FAQ Sheet Instructions
Prepare a FAQ sheet on your toxic agent using the information you collected for your report. The
sheet should be 1 page (NOT MORE) and would be something that might be handed out to people
who are interested or posted on-line. The content should not be very technical but more of questions
that the general public might have about the material. A few examples of FAQ sheets from are
provided. Please, pay attention to the FAQ sheet design and make it appealing to attract and motivate
the general public to read it. FAQ sheet design is part of the final score for this assignment.
FAQ Sheet Instructions
Some more detailed instructions on preparing the FAQ sheets for your toxic agents. Please, do not
use extensive text, but rather bullet point style, so people would be motivated to read rather than
overwhelmed by ton of text.
1) The format should be questions with corresponding answers.
2) The questions should be information that someone not familiar with the toxic agent would like
to know. You should include questions and answers similar to those below:
a. What is X?
i. Include information on the general properties
1. Gas, liquid or solid
ii. What are its uses
b. How would I be exposed to X?
i. Most likely routes of exposure
ii. Who is most likely to be exposure (member of general public, worker in
manufacturing plant, person applying pesticides, etc.)
iii. Specific groups especially at risk (children, elderly, pregnant women, etc.)

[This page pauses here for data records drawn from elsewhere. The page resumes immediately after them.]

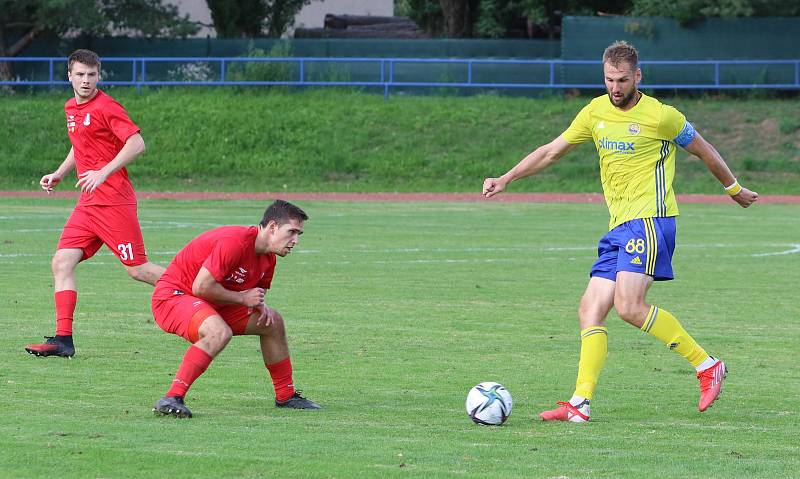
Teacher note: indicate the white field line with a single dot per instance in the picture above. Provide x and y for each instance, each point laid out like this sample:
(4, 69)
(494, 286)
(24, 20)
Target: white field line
(793, 248)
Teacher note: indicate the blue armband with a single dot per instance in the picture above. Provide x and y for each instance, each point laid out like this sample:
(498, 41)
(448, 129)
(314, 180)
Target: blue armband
(686, 135)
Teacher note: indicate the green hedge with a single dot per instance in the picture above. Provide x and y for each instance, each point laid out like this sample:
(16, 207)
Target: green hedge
(339, 140)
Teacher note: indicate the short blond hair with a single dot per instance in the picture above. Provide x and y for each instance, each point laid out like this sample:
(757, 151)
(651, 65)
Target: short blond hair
(621, 52)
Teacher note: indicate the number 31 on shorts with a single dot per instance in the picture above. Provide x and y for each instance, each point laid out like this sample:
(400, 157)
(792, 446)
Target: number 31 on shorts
(126, 251)
(633, 246)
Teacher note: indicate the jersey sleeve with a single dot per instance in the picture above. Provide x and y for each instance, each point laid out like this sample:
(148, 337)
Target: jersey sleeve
(672, 124)
(119, 122)
(581, 128)
(225, 256)
(266, 280)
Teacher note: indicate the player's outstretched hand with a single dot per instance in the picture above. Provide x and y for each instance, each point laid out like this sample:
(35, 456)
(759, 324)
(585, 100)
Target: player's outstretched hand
(89, 180)
(48, 182)
(492, 186)
(265, 315)
(253, 298)
(745, 197)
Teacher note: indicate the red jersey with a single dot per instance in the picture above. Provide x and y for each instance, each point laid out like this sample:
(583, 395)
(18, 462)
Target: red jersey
(228, 253)
(98, 129)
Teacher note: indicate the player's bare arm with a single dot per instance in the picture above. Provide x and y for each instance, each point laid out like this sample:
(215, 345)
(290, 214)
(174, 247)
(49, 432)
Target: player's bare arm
(535, 162)
(89, 180)
(717, 166)
(48, 182)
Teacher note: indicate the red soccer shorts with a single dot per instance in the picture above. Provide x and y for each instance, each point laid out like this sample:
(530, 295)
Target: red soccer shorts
(89, 227)
(182, 314)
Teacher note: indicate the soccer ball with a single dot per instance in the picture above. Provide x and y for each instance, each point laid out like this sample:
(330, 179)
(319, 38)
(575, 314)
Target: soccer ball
(489, 404)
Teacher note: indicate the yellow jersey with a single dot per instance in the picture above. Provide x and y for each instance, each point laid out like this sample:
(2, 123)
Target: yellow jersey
(637, 154)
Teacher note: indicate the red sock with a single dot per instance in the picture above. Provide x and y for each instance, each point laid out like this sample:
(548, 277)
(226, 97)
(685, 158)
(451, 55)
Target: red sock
(65, 310)
(281, 373)
(195, 362)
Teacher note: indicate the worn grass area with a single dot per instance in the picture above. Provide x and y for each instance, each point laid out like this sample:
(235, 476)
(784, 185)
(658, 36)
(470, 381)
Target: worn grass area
(394, 310)
(257, 140)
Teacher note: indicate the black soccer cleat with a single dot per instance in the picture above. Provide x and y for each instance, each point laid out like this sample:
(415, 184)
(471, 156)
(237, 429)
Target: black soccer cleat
(53, 346)
(297, 402)
(172, 406)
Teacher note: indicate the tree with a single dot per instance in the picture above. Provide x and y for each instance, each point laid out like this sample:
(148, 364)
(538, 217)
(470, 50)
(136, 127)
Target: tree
(253, 18)
(457, 17)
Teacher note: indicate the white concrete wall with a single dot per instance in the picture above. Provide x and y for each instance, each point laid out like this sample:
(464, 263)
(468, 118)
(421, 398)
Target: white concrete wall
(311, 16)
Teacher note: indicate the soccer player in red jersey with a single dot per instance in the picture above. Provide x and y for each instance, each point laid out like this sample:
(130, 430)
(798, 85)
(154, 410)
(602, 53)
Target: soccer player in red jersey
(104, 140)
(214, 290)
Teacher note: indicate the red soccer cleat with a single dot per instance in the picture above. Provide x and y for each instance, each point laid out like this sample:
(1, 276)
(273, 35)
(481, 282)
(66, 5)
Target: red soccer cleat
(567, 412)
(711, 384)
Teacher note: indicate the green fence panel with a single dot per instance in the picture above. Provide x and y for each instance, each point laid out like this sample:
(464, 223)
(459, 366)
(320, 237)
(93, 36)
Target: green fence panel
(774, 38)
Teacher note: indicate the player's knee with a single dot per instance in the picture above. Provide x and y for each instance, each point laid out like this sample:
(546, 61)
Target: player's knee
(216, 336)
(276, 328)
(61, 265)
(137, 272)
(628, 309)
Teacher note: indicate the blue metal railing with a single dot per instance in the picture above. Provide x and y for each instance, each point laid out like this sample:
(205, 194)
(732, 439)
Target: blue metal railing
(384, 74)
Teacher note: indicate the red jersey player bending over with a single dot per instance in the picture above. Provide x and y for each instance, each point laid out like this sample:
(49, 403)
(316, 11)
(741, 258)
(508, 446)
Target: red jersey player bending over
(104, 140)
(214, 289)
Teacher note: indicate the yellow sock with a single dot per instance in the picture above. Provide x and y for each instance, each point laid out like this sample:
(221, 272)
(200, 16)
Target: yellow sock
(668, 330)
(594, 347)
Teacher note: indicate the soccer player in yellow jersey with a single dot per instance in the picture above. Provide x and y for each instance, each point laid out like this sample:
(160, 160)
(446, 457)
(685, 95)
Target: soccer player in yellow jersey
(636, 137)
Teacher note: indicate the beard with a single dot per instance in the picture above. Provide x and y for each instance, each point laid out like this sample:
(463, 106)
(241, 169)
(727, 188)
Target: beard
(624, 102)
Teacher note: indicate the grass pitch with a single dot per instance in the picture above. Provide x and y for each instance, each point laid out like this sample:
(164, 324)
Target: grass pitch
(394, 310)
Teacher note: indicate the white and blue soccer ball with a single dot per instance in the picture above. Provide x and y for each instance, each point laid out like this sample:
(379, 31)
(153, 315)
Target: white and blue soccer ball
(489, 404)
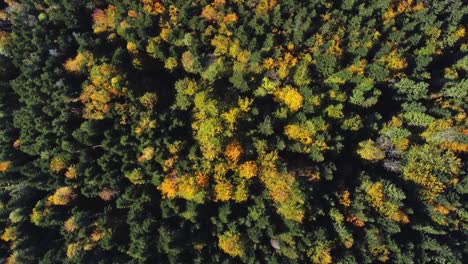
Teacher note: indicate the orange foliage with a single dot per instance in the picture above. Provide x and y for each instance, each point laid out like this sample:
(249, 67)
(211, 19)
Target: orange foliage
(62, 196)
(230, 18)
(355, 221)
(248, 169)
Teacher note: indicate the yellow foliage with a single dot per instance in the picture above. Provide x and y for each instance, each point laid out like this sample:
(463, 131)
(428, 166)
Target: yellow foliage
(299, 133)
(173, 14)
(221, 45)
(132, 47)
(369, 151)
(241, 194)
(244, 104)
(9, 234)
(62, 196)
(233, 151)
(290, 97)
(264, 6)
(210, 13)
(248, 169)
(12, 258)
(168, 187)
(375, 195)
(394, 61)
(344, 199)
(82, 59)
(71, 172)
(230, 18)
(146, 154)
(72, 249)
(97, 234)
(231, 244)
(4, 166)
(70, 225)
(223, 191)
(104, 20)
(153, 7)
(165, 31)
(460, 33)
(355, 221)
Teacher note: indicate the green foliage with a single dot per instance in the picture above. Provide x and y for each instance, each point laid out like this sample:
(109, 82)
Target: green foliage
(233, 131)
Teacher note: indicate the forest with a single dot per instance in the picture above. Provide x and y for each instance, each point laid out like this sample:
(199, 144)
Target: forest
(233, 131)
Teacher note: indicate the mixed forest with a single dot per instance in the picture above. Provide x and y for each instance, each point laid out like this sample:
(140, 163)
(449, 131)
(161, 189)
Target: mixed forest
(233, 131)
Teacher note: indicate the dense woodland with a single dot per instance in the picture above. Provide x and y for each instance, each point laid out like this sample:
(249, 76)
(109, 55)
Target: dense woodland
(233, 131)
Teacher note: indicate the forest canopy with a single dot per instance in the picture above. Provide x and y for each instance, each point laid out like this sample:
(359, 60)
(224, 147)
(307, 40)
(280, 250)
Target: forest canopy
(233, 131)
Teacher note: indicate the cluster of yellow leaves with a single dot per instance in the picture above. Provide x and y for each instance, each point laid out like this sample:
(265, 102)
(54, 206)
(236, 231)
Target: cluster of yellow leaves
(290, 97)
(146, 154)
(148, 100)
(299, 133)
(233, 151)
(281, 187)
(144, 123)
(9, 234)
(344, 199)
(107, 194)
(443, 133)
(394, 61)
(248, 169)
(70, 225)
(187, 187)
(72, 249)
(223, 191)
(369, 151)
(230, 18)
(355, 221)
(209, 12)
(264, 6)
(423, 165)
(231, 244)
(97, 95)
(334, 48)
(153, 7)
(62, 196)
(399, 7)
(71, 172)
(4, 166)
(104, 20)
(97, 234)
(57, 164)
(135, 176)
(358, 68)
(81, 60)
(168, 187)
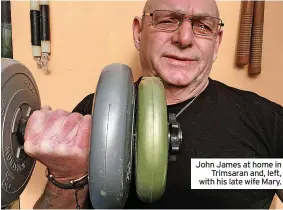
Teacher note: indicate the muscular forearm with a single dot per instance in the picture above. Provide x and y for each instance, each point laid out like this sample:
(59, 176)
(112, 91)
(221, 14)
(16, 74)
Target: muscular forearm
(56, 198)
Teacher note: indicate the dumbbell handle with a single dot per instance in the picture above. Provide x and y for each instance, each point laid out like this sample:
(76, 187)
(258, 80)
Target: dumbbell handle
(21, 130)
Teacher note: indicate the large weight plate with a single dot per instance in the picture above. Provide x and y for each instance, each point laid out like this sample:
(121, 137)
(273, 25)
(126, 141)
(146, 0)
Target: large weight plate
(19, 97)
(112, 138)
(152, 140)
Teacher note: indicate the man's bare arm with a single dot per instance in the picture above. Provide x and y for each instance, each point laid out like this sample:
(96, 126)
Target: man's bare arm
(56, 198)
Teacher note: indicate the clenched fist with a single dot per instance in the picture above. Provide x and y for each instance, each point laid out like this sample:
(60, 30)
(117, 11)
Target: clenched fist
(59, 140)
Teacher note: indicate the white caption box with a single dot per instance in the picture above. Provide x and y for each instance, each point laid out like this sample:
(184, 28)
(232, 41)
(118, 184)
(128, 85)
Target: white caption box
(236, 173)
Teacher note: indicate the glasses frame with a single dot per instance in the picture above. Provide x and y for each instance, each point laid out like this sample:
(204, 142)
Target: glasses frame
(221, 24)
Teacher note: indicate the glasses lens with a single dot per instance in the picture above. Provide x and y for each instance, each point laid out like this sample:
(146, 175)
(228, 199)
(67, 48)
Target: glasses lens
(166, 20)
(206, 25)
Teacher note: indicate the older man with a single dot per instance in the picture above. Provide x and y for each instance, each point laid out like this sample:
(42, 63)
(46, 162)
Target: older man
(178, 41)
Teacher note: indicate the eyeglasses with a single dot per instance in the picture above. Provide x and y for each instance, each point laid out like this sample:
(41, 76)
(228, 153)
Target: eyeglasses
(170, 21)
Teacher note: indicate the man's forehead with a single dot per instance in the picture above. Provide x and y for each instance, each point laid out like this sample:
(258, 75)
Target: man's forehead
(190, 7)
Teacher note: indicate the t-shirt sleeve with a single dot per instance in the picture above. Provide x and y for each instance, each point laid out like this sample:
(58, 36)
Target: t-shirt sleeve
(84, 107)
(279, 144)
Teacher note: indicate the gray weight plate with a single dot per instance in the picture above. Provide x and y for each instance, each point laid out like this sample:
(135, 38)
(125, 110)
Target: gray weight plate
(111, 143)
(19, 97)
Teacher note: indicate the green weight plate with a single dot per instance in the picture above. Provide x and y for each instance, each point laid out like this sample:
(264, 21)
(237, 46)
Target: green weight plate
(19, 97)
(152, 140)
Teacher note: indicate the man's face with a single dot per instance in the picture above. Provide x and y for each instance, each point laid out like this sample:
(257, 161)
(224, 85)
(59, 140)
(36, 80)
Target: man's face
(179, 58)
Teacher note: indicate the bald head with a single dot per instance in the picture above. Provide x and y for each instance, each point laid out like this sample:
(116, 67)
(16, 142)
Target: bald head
(194, 6)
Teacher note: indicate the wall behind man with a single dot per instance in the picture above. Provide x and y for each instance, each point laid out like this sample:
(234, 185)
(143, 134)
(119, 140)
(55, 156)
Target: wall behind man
(86, 36)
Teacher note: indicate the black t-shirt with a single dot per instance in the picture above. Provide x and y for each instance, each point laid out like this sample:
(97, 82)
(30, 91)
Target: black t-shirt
(223, 122)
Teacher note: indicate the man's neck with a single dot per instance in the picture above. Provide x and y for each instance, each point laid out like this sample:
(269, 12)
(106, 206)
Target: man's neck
(177, 95)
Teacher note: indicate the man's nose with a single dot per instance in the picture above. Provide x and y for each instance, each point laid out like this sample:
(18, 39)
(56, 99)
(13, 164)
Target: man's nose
(183, 37)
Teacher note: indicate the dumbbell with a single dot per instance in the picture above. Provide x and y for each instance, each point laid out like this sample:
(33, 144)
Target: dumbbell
(129, 126)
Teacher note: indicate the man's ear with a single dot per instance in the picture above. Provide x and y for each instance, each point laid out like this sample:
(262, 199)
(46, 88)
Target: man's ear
(137, 29)
(217, 44)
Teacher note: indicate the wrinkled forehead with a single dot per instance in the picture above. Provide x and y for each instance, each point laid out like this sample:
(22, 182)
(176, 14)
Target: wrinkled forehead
(190, 7)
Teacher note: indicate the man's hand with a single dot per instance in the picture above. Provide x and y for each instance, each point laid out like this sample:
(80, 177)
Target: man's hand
(59, 140)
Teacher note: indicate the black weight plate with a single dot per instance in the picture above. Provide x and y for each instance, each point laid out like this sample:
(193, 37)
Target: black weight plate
(19, 97)
(112, 138)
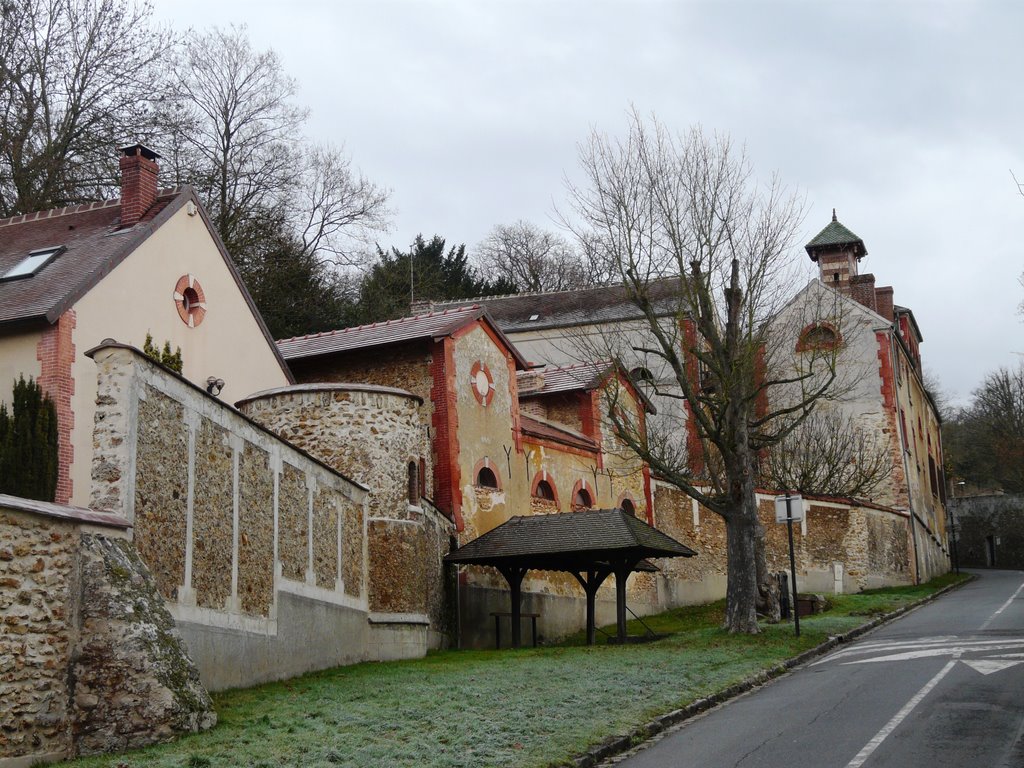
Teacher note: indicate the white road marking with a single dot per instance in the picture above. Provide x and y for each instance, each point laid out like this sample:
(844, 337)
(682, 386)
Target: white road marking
(899, 717)
(923, 648)
(1003, 607)
(955, 650)
(988, 666)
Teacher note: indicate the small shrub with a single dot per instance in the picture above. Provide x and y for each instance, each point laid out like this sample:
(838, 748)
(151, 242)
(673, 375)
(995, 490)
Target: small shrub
(164, 356)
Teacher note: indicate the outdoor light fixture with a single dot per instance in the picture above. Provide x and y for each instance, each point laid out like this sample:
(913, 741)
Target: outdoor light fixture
(214, 385)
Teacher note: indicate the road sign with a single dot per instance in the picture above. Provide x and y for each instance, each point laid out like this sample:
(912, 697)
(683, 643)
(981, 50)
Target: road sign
(796, 508)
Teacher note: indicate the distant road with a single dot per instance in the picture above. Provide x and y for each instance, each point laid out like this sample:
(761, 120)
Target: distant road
(942, 686)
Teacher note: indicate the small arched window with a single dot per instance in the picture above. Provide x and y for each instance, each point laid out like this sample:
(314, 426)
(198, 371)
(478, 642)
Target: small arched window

c. What are the effects of X exposure?
ii. Effects from human studies/epidemiology if known
iii. Molecular mechanisms – in general terms only
d. How can I prevent exposure to X?
i. Individual or group prevention (you can include regulatory preventative
e. Where I can get more information?
i. The best are government websites such as EPA, ATSDR, CDC, etc. These
websites are usually available and easily accessible which may not be the case
for other links.
3) The information should not be very technical. Remember that this FAQ sheet is for a
person that has questions or concerns about a specific material and, in many cases, they
do not have a science background. You should aim for a high school reading level and
any technical terms should be defined in layman terms.